You can apply this patch with
# patch -d /lib/udev/rules.d/ -p1 < multipath-rules.patch
It will stop /lib/udev/rules.d/62-multipath.rules from removing the partition device nodes for the paths of multipath devices. With this patch applied, you should no loner see the inotify udev messages. Do you still see IO hangs when you run your tests with this applied?
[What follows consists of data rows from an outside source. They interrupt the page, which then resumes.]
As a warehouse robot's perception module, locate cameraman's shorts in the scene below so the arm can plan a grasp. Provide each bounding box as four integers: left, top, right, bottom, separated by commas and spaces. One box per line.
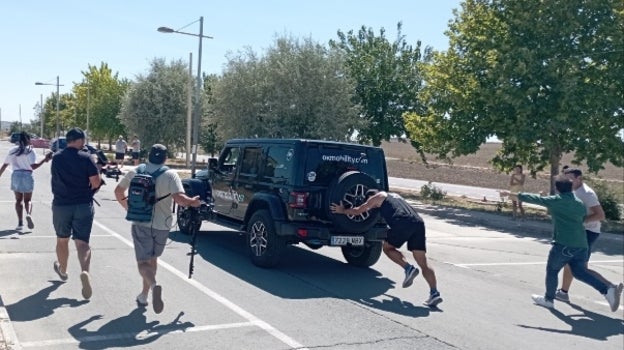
132, 224, 169, 261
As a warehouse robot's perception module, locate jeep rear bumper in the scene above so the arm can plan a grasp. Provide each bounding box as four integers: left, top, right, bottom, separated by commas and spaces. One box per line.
275, 221, 388, 245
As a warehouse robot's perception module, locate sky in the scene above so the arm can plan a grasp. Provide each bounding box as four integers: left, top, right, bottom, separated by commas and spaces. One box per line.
0, 0, 461, 123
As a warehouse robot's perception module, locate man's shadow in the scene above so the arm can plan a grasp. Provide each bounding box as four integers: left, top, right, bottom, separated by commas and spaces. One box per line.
0, 229, 32, 239
357, 294, 442, 317
68, 307, 195, 350
6, 281, 89, 322
519, 304, 624, 341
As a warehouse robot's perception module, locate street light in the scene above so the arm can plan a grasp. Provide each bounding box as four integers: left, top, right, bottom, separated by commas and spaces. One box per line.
158, 16, 214, 177
35, 75, 64, 142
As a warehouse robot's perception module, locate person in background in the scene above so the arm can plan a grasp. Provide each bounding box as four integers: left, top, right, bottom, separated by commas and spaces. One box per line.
50, 128, 102, 299
0, 131, 52, 231
115, 144, 201, 314
130, 135, 141, 165
330, 189, 442, 307
115, 135, 128, 168
509, 164, 526, 219
555, 166, 624, 302
504, 176, 624, 312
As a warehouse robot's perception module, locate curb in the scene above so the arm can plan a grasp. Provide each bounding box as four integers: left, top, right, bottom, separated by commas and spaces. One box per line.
0, 296, 22, 350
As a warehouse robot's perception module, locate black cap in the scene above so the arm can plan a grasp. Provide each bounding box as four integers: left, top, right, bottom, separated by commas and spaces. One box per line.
147, 143, 167, 164
65, 128, 85, 142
Has anyone run the test I mentioned in Comment 29. This bug isn't going to make forward progress without more information. On a server with multipath partitions, I had the same issue. After applying the patch proposed by Ben Marzinski, "inotify systemd-udevd inotify_add_watch" logs disappeared. I'm moving this bug out from rhel-7.5. Like has been mentioned above, these inotify_add_watch messages should not effect anything. On the other hand, it should be completely safe to apply my patch to remove them, as long a you realize that these partition devices should never be used directly. Instead, you should use the kpartx created partition devices. If you are worried that these messages are correlated with an actual problem, you should apply my patch to remove them, and see if your problem is resolved. If that is the case, please let me know. I am closing this bug. The messages about paths being removed do not represent a problem. This is intentionally being done. Further, no one has tried my udev rules patch, and reported any change other than that the scsi partitions were no longer removed. But we specifically are removing these partitions because leaving them in has caused many issues with customers using them instead of the partition devices on top of multipath. If someone can come up with a good reason why this bug should not be closed, please re-open in with an explanation of a actual problem caused by removing the scsi partitions. |